Немного спустя Филипп Вандердеккен вернулся к постели больной, которую он застал значительно оправившейся. Соседки, у которых было довольно и своего дела, оставили теперь мать на попечение сына и возвратились к себе. Истощенная страшной потерей крови, бедная женщина дремала в течение нескольких часов, не выпуская из своих рук руки сына, который в мрачном раздумье прислушивался к ее сонному дыханию.

Было около часа ночи, когда больная наконец проснулась. Теперь к ней вернулся голос, и она заговорила с сыном:

– Дорогой мой, неукротимый мальчик, теперь я сама сожалею, что так долго удерживала тебя здесь, как в тюрьме!

– Не ты, матушка, а мое собственное желание удерживало меня здесь, подле тебя. И теперь я не отойду, пока ты снова не будешь на ногах и совершенно здорова!

– Этого, Филипп, никогда не будет. Я чувствую, что пришла моя смерть; и если бы не ты, дитя мое, с какою радостью покинула бы я эту жизнь! Я уже давно умирала, Филипп, и давно, давно молила Бога о смерти.

– А почему так, матушка? – спросил Филипп. – Кажется, я делал все, чтобы не огорчать тебя!

– Да, ты был добрым сыном, дитя мое, и пусть Господь благословит тебя за это. Не раз я видела, как ты сдерживал свой буйный, неукротимый нрав и справедливый гнев в угоду мне. Было время, когда даже голод не заставил тебя выйти из повиновения твоей матери. А между тем ты должен был думать тогда, что я или помешанная, или неразумная, что так упорно стою на одном и при этом не объясняю никаких причин. Но погоди немного, я сейчас буду продолжать… сию минуту. – Она повернула голову на подушке и в течение нескольких минут молчала, потом, как бы собравшись с силами, продолжала: – Я сама думаю, что временами я была безумной. Не правда ли, Филипп? Но знает Бог, что я носила в душе своей тайну, которая могла свести с ума каждую женщину. Это тайна тяготела надо мной день и ночь; она удручала меня, туманила мой рассудок и теперь наконец, благодарение Богу, одолела и изнурила это бренное тело. Окончательный удар нанесен, я это чувствую, и теперь мне остается только сказать тебе все… И все же я не хотела бы тебе говорить об этом, ведь эта тайна удручит и твою душу, как она столько лет томила и удручала мою.

– Матушка, – вымолвил Филипп, – умоляю тебя, не скрывай от меня долее этой ужасной тайны, которая столько времени убивала тебя! Будь замешано в ней само небо или сам ад, я ничего не побоюсь: небо не погубить меня, а с сатаной я справлюсь!

– Я знаю, сын мой, что ты смел, отважен и силен духом, и если кому-либо под силу нести это бремя, то только тебе, Филипп.
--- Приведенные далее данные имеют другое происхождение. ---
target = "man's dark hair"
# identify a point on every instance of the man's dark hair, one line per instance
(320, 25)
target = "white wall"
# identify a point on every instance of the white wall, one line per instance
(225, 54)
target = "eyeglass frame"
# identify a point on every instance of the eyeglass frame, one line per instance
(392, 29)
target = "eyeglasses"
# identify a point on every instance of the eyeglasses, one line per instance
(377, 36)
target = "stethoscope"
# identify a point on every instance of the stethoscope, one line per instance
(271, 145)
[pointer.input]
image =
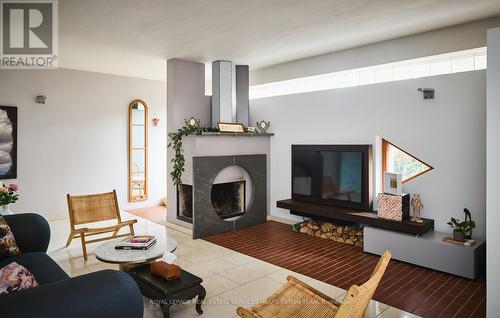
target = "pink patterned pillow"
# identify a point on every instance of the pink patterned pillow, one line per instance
(14, 277)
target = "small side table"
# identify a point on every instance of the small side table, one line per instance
(169, 292)
(128, 259)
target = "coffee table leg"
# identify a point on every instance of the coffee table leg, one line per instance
(165, 310)
(199, 301)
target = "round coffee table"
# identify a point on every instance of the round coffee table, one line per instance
(128, 259)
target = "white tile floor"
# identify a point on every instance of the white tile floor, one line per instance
(230, 278)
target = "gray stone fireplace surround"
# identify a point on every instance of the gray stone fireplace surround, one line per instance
(205, 168)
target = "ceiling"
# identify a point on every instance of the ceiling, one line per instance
(136, 37)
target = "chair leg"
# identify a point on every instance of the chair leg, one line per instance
(84, 247)
(70, 238)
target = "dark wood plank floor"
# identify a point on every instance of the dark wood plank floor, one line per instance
(415, 289)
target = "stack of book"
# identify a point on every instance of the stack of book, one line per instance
(141, 242)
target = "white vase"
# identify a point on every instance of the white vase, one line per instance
(5, 210)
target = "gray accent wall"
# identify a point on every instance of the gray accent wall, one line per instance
(493, 176)
(242, 104)
(186, 93)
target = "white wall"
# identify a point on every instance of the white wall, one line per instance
(493, 175)
(448, 133)
(78, 141)
(456, 38)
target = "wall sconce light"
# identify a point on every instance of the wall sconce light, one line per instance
(41, 99)
(428, 93)
(156, 119)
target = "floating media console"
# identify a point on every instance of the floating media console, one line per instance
(316, 210)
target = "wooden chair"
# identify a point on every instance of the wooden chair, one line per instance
(85, 209)
(297, 299)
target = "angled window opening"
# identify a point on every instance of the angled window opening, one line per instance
(395, 159)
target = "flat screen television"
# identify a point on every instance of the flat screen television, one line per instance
(337, 175)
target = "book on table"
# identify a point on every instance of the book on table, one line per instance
(139, 242)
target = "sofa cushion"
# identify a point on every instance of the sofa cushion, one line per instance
(40, 265)
(14, 277)
(8, 246)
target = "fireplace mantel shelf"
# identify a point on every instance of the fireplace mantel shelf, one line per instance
(236, 134)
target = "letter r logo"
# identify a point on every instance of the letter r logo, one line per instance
(27, 27)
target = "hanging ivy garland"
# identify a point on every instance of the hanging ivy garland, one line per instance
(176, 144)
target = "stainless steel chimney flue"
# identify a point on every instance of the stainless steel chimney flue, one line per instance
(229, 93)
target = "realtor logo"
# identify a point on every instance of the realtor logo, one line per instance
(28, 34)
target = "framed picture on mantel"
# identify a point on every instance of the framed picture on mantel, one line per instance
(8, 142)
(230, 127)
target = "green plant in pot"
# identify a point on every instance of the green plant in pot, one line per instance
(462, 229)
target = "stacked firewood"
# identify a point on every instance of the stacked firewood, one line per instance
(339, 233)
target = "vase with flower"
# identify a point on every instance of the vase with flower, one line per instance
(8, 195)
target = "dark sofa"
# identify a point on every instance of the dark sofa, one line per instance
(106, 293)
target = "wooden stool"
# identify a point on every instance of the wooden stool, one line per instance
(169, 292)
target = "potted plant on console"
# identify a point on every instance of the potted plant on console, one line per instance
(462, 229)
(8, 195)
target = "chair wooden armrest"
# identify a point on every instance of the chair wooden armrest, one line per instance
(104, 229)
(314, 290)
(128, 222)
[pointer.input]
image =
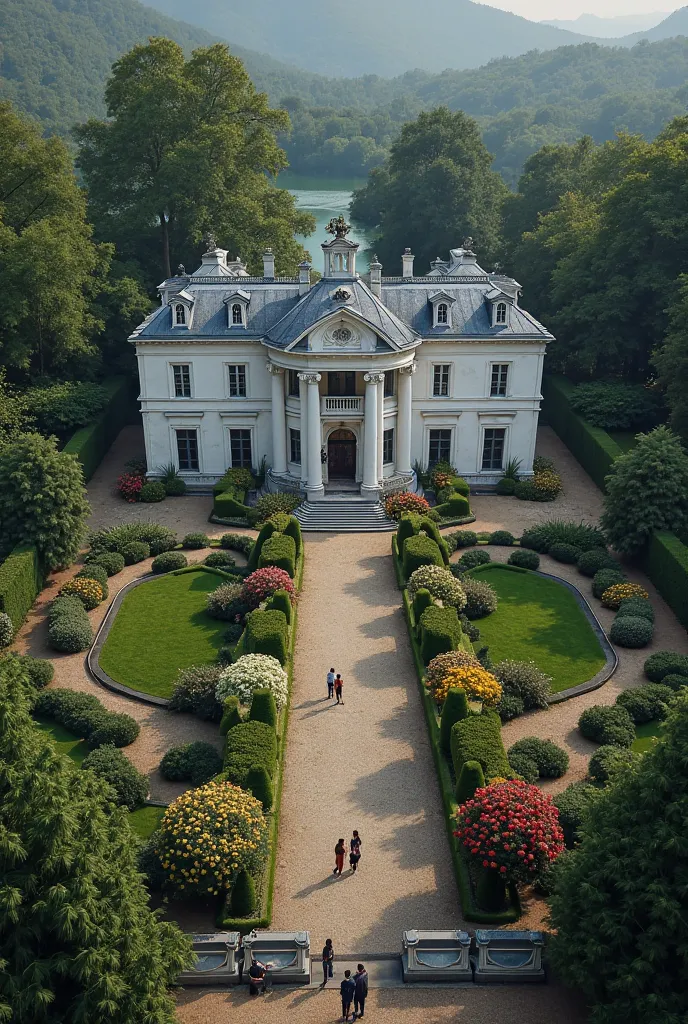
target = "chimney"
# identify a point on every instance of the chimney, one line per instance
(376, 278)
(268, 263)
(304, 276)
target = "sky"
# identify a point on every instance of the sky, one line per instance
(539, 10)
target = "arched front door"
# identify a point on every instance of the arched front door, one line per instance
(342, 455)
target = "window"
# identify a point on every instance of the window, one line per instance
(498, 384)
(440, 381)
(388, 445)
(187, 451)
(440, 446)
(295, 445)
(182, 380)
(237, 381)
(240, 449)
(492, 448)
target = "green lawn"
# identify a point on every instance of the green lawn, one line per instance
(162, 627)
(541, 621)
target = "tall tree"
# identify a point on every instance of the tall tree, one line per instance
(618, 912)
(78, 941)
(436, 187)
(188, 148)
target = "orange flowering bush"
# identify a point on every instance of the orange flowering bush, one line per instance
(209, 835)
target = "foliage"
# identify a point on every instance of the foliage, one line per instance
(109, 763)
(250, 673)
(657, 469)
(608, 725)
(42, 499)
(529, 818)
(210, 834)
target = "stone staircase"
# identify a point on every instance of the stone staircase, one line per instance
(342, 516)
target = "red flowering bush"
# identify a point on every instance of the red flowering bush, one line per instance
(263, 583)
(512, 827)
(404, 502)
(129, 485)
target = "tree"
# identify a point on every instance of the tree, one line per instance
(619, 927)
(436, 187)
(647, 489)
(188, 148)
(42, 499)
(78, 941)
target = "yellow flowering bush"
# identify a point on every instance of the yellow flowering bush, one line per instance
(476, 681)
(613, 596)
(89, 592)
(209, 835)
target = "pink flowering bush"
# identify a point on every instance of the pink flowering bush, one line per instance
(512, 827)
(263, 583)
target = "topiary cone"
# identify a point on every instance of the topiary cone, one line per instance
(470, 779)
(243, 897)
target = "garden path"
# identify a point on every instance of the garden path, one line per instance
(366, 765)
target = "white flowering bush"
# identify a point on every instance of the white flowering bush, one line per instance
(441, 585)
(253, 672)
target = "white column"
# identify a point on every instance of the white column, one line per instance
(403, 418)
(315, 489)
(371, 486)
(278, 422)
(303, 402)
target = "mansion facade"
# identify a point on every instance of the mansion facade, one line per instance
(343, 384)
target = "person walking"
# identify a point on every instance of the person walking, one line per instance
(340, 853)
(360, 982)
(354, 851)
(347, 989)
(328, 961)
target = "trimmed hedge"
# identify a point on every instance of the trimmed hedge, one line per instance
(20, 582)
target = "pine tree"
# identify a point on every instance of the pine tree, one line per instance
(78, 941)
(618, 911)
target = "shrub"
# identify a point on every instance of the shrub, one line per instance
(480, 598)
(153, 492)
(572, 804)
(530, 818)
(608, 725)
(130, 785)
(566, 553)
(251, 744)
(606, 761)
(524, 680)
(219, 816)
(605, 579)
(168, 561)
(664, 663)
(134, 552)
(592, 561)
(647, 704)
(473, 558)
(89, 592)
(551, 760)
(250, 673)
(502, 538)
(470, 779)
(194, 542)
(631, 631)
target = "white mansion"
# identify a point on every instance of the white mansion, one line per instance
(342, 384)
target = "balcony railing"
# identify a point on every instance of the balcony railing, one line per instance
(341, 403)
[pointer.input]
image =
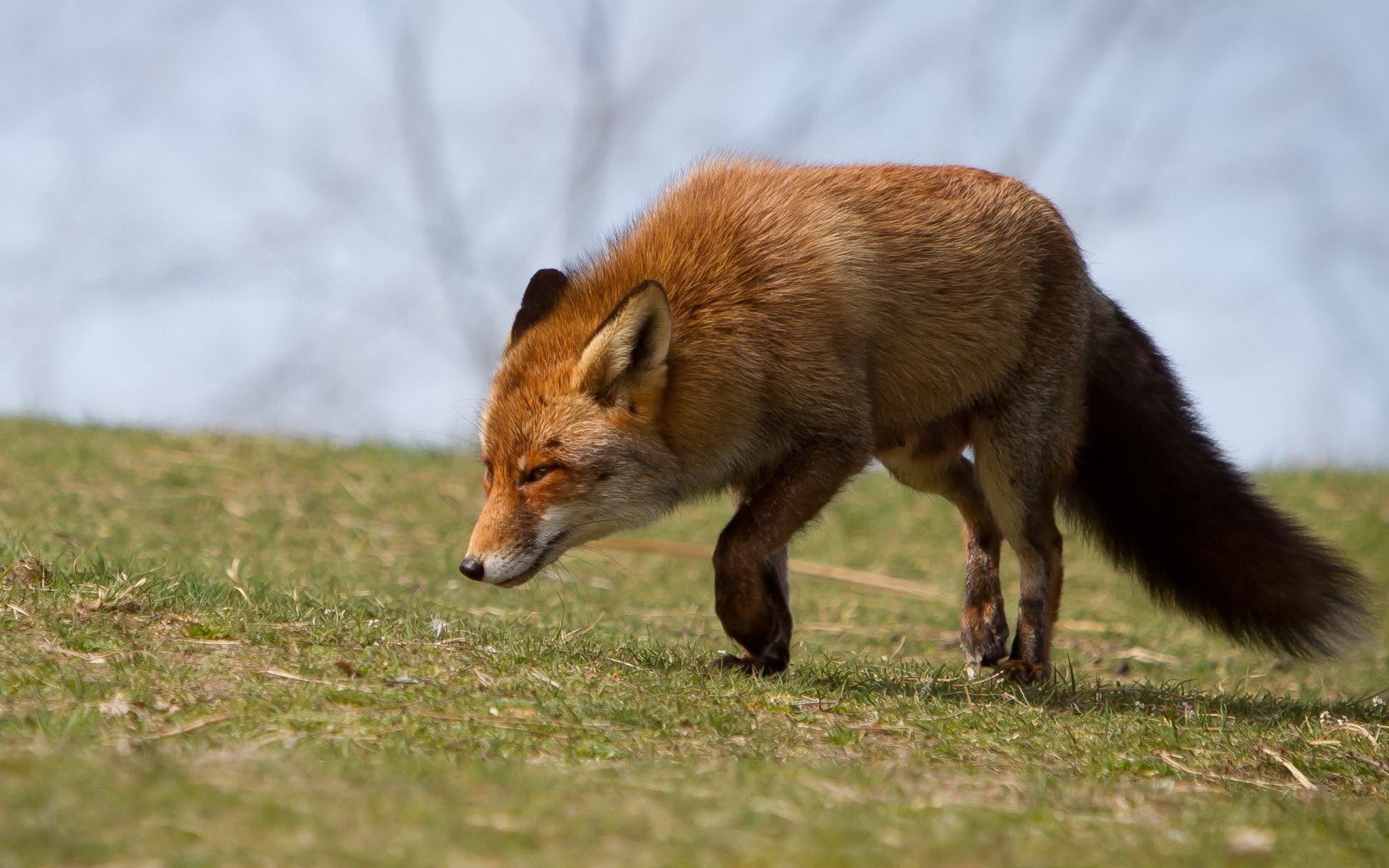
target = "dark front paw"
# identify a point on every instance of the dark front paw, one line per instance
(984, 637)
Для меня – увы! – оно оказалось слишком непосильным, и теперь я вижу, что мой долг сказать тебе все.

Некоторое время больная молчала, как бы сосредоточивая свои мысли на том, что она собиралась сообщить сыну; крупные, молчаливые слезы сбегали у нее по щекам; наконец она собралась с духом и как будто несколько приободрилась.
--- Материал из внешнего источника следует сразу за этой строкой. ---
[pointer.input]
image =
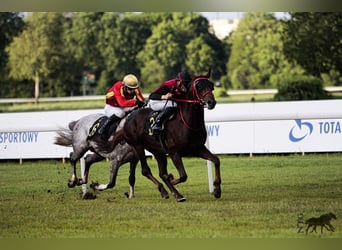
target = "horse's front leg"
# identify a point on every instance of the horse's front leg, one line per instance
(89, 160)
(177, 161)
(73, 180)
(206, 154)
(162, 166)
(146, 171)
(131, 179)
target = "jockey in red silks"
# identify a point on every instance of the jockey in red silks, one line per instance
(161, 98)
(121, 98)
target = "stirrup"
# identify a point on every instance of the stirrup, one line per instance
(156, 128)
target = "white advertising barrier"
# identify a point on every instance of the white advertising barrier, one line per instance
(270, 127)
(30, 135)
(276, 127)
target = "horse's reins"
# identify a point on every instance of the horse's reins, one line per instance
(199, 99)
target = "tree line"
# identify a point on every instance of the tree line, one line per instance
(63, 54)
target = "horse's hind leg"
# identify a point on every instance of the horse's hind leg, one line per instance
(131, 179)
(146, 171)
(77, 153)
(162, 165)
(73, 181)
(89, 160)
(206, 154)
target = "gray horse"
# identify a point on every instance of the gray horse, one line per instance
(77, 137)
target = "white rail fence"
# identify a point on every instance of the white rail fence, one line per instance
(244, 128)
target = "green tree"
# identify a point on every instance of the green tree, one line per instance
(313, 40)
(122, 38)
(171, 45)
(257, 59)
(11, 24)
(34, 54)
(82, 45)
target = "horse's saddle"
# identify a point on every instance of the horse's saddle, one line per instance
(98, 124)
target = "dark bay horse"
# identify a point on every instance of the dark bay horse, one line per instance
(184, 135)
(77, 137)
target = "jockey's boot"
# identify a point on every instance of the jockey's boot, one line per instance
(103, 129)
(163, 116)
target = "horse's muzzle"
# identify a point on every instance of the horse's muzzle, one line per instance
(210, 104)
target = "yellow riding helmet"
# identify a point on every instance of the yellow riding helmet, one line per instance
(131, 81)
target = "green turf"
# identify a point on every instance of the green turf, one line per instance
(261, 197)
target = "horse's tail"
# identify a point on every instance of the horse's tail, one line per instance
(64, 138)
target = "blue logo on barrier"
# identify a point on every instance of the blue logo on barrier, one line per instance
(304, 128)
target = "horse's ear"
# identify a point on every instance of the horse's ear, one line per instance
(209, 73)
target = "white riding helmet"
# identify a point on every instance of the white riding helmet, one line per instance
(131, 81)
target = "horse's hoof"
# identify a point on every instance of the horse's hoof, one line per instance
(217, 193)
(170, 177)
(165, 196)
(71, 184)
(181, 199)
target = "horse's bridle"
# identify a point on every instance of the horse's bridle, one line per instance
(197, 100)
(199, 97)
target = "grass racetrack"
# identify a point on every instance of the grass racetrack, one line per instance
(261, 198)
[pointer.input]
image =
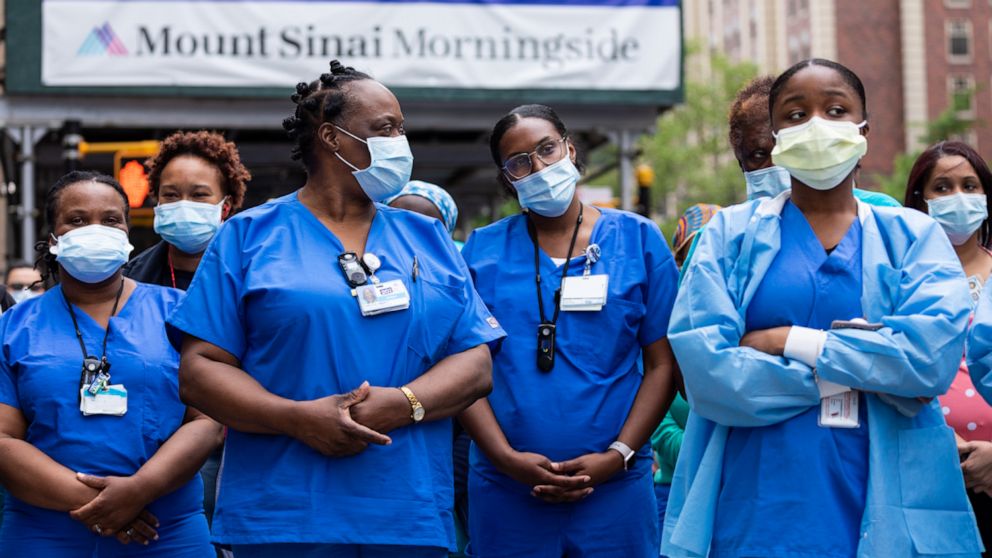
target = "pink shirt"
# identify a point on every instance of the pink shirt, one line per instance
(965, 410)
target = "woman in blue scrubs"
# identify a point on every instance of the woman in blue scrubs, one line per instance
(813, 332)
(336, 336)
(561, 464)
(96, 443)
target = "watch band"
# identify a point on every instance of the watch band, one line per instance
(417, 411)
(625, 452)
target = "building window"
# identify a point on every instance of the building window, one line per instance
(959, 41)
(961, 91)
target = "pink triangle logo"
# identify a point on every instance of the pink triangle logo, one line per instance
(102, 40)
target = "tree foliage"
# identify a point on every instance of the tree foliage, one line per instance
(947, 125)
(689, 150)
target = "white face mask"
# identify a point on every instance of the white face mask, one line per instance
(820, 153)
(188, 225)
(390, 169)
(92, 253)
(959, 215)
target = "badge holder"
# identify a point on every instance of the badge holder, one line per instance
(378, 297)
(97, 396)
(586, 293)
(840, 410)
(546, 347)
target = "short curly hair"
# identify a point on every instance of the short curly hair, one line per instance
(212, 148)
(750, 108)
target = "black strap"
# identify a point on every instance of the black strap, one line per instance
(537, 267)
(75, 324)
– Я буду говорить тебе о твоем отце, Филипп, – начала она, – люди думают, что он погиб в море…

– А разве он не погиб? – спросил Филипп удивленно.

– Нет…

– Но ведь он давно уже умер, не правда ли, матушка?
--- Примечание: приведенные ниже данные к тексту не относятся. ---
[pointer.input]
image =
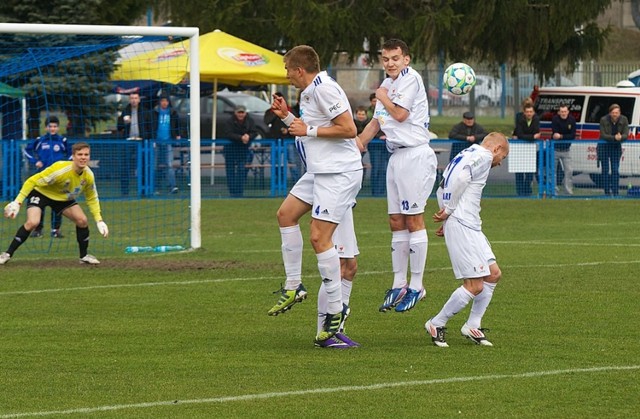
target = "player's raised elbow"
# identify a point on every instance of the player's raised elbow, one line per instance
(352, 132)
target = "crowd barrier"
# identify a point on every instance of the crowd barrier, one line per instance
(268, 168)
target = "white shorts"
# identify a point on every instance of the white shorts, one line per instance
(469, 250)
(334, 194)
(411, 174)
(303, 189)
(344, 238)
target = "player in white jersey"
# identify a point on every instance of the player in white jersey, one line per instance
(346, 244)
(402, 113)
(325, 138)
(471, 256)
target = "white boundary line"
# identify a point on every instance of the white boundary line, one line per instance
(262, 396)
(262, 278)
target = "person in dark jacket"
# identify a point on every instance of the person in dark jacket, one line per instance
(42, 153)
(134, 124)
(165, 128)
(241, 130)
(614, 129)
(563, 130)
(527, 128)
(468, 132)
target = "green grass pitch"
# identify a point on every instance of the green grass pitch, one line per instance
(186, 334)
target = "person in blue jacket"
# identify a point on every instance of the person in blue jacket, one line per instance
(42, 153)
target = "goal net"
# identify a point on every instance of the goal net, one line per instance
(149, 195)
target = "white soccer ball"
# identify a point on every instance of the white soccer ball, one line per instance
(459, 79)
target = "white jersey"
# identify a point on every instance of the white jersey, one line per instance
(321, 102)
(466, 200)
(407, 91)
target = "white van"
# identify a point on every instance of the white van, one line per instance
(588, 104)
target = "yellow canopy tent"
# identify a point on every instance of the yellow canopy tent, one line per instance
(223, 59)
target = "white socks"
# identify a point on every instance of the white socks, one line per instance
(480, 304)
(292, 255)
(346, 291)
(323, 306)
(399, 257)
(418, 242)
(458, 300)
(329, 267)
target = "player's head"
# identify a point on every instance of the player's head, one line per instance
(468, 118)
(301, 61)
(134, 99)
(395, 57)
(80, 155)
(53, 124)
(498, 145)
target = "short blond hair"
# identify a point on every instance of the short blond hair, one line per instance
(303, 56)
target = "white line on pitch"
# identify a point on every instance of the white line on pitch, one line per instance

– Нет… то есть да, и все же нет! – ответила растерявшаяся женщина, закрыв лицо руками.

Она бредит, подумал про себя Филипп, но тем не менее продолжал расспрашивать:

– В таком случае где он, матушка, где мой отец?

При этом вопросе больная подняла голову и, содрогнувшись всем телом, отчетливо и ясно произнесла:

– Он заживо осужден Судом Божиим! Страшное проклятие лежит на нем, сын мой!